In conclusion, SGU is a highly specific pSS diagnostic tool. The 0–4 scoring system is a better scoring system as a universal SGU diagnostic standard in terms of specificity and heterogeneity than the other scoring systems (0–16 and 0–48).

Methods

This review followed the guidelines of the Preferred Reporting Items for Systematic Reviews38 and Meta-Analysis and the Meta-Analysis of Observational Studies in Epidemiology39.

Literature Search

Six databases (Embase, Pubmed, Cochrane library, China National Knowledge Infrastructure (CNKI), WanFang databases, and WeiPu Periodical Resource Integration Service Platform from September 1, 1982 until April 15, 2018) were searched with the keywords (“salivary gland”, “parotid gland”, or “submandibular gland”) and (“ultrasonography”, “ultrasound”, or “sonography”), and (“Sjögren’s syndrome”, “Sjögren syndrome”, “sicca syndrome”, or “sicca”).

Study Selection

Inclusion criteria were studies containing data on the diagnostic value of SGU for pSS, using AECG criteria as the diagnostic criteria, and including more than 20 cases. Exclusion criteria for titles and abstracts included: case reports, case series with fewer than 20 cases, letters to the editor, experts’ opinions, review articles, studies without diagnostic value of SGU, and studies used non-AECG criteria as diagnostic criteria. The studies were fully assessed if the title and abstract only provided limited information or in case of doubt.

Two independent researchers (M.Z. and S.S.) initially evaluated the titles and abstracts for eligibility per inclusion and exclusion criteria. Disagreements were resolved through consensus. The full texts of eligible studies were screened by the diagnosis criteria of SS. The studies using the AECG criteria as the golden standard were finally selected for this study.

Data Extraction

Two researchers (M.Z. and S.S.) extracted the data independently. Disagreements were resolved through consensus. Extracted information included description of population, publication year, study type, study design, diagnosis criteria for SS, the definition of the scoring systems in studies (Supplemental Materials STable 1), and ultrasonographic scoring system as well as true positive, true negative, false positive, and false negative.

Quality Assessment

Two researchers (M.Z. and S.S.) assess the quality of the studies per QUADAS-2 (the revised Quality Assessment of Diagnostic Accuracy Studies) tool. Disagreements were resolved by discussion.

Statistical Analysis

Selected studies were further divided into three subgroups, 0–4, 0–16, and 0–48 ultrasonographic scoring systems. The pooled diagnostic sensitivity, specificity, and odds ratio (DOR) were calculated for each subgroups. The heterogeneity of the pooled sensitivity, specificity, and DOR were measured by the inconsistency (I2) and Cochran Q test. The heterogeneity was a measure of the between-study variations and was used to assess whether the studies in a meta-analysis represented a single population or several different populations. The percentage measures of the heterogeneity among the enrolled articles were calculated as I2 index. Small heterogeneity in the enrolled articles was defined as I2 < 25%, moderate heterogeneity was defined as I2 25–50%, obvious heterogeneity was defined as I2 > 50%. The Cochran Q test was used for calculating heterogeneity (P < 0.05). The random effects model was used for data analysis.

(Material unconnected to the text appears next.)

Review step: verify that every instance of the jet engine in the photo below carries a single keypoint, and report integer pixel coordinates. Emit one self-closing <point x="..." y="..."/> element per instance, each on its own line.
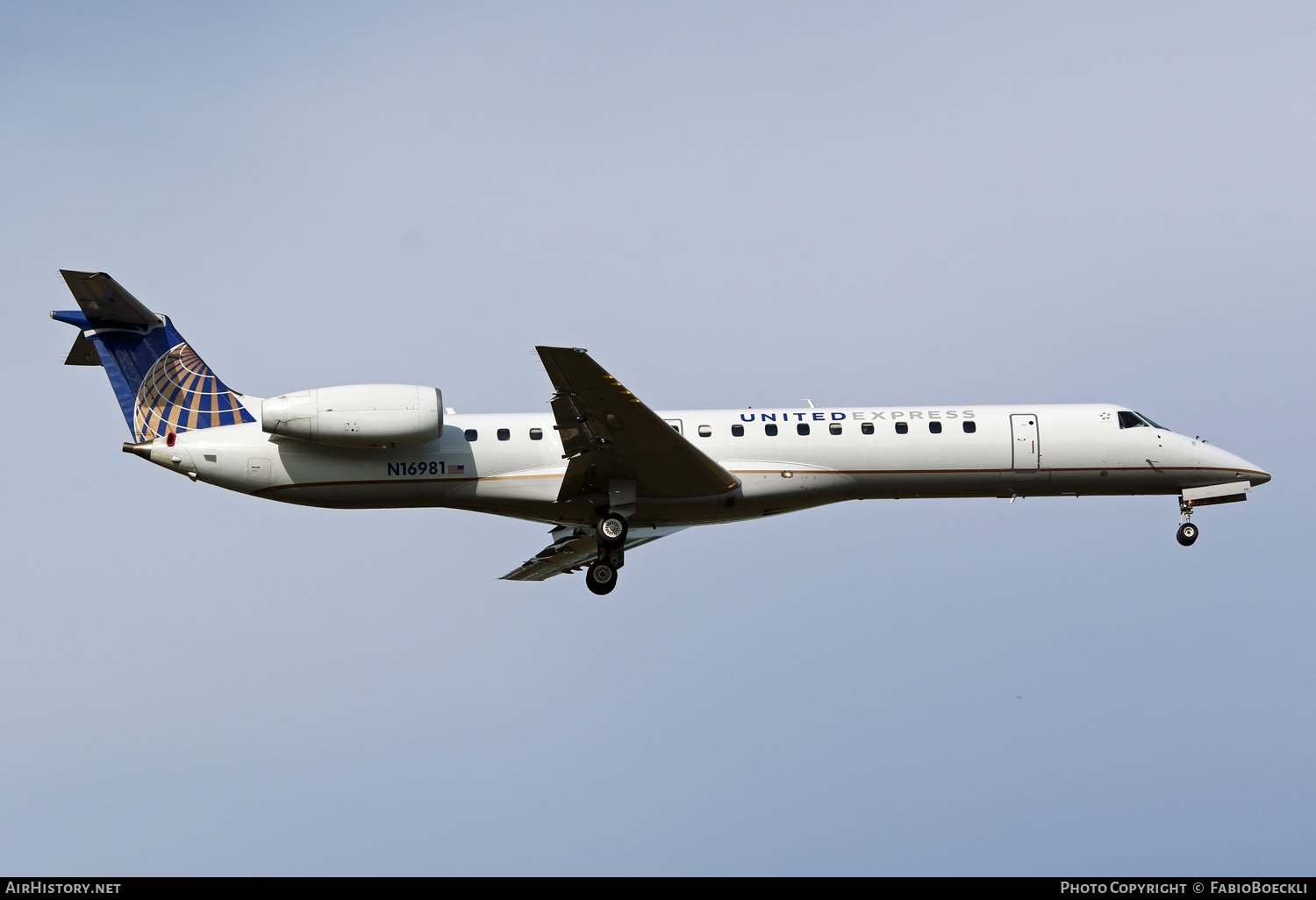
<point x="357" y="415"/>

The risk of bias of the included studies was assessed by QUADAS-2 tool37. Quality assessment was performed with Review Manager software (version 5.3, The Nordic Cochrane Centre, The Cochrane Collaboration). Pooling of sensitivity, specificity, DOR, and heterogeneity test were performed with Meta-Disc software (version 1.4, Madrid, Spain). The summary receiver operating characteristic (SROC) curves were produced in STATA13.0.